日本造園学会造園作品選集2002 (都立野山北・六道山公園あそびの森)

 東京都立野山北・六道山公園は、狭山丘陵の一部にあたる広域公園で昭和63年から整備が進められている。その東側に位置するあそびの森は、豊かな里山環境を活かした木製遊具のある広場として平成12年3月に開園した。 「自然保護」と「公園利用」という異なる要求を如何に融合させるかが重要課題であったため、自然環境に影響が少ないエリアを事前検討し、限定された範囲内において計画を開始した。
 自然保護団体・福祉施設等多くの関係機関との調整の結果、「森と遊ぼう」を全体テーマとし「人と自然の共生」「ユニバーサル」「ハーフメイド・住民参加」の3つの視点から、遊びながら里山の良さを感じられる計画コンセプトを展開した。 このため現況地形・既存植生を活かすことを前提とし、通常使いにくいとされる急斜面に「かけのぼる」「すべりおりる」等の遊具を設置し、森の中を楽しみながら移動できる動線設定を行った。 また動物の移動・行動・すみか等の特性を表現した遊具や、既存樹を象徴木として取込んだ遊具を点在させ、動植物の存在をより身近に感じさせる遊具設計を試みた。

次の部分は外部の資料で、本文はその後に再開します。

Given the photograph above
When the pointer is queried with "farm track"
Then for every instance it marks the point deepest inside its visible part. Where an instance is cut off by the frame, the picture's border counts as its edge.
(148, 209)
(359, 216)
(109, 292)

 さらに、自然環境の中でのユニバーサルデザインを「全ての人が同等に利用できる」ではなく「各個人が全てを選択できる」という意味に捉え直し、各遊具に多くのバリエーションを与える事で自分の能力に応じた遊びの選択ができる様に計画している。 地形上大きく「森の広場」「谷の広場」に分けられるが、両広場とも車椅子でアクセス可能な園路設定となっており、特に谷の広場は、石積みテラスを中心に休憩機能を併せ持つ遊具を配置する事で様々な人が集える休息空間となっている。
 ハーフメイド・住民参加の視点としては、開園後の利用者による創作余地を残した初期整備に留める事で、将来的に変化していく遊び場となっている。既に、子供の描いたサイン板や小学生夏休み課題のアイデア遊具等その試みは実現化されつつある。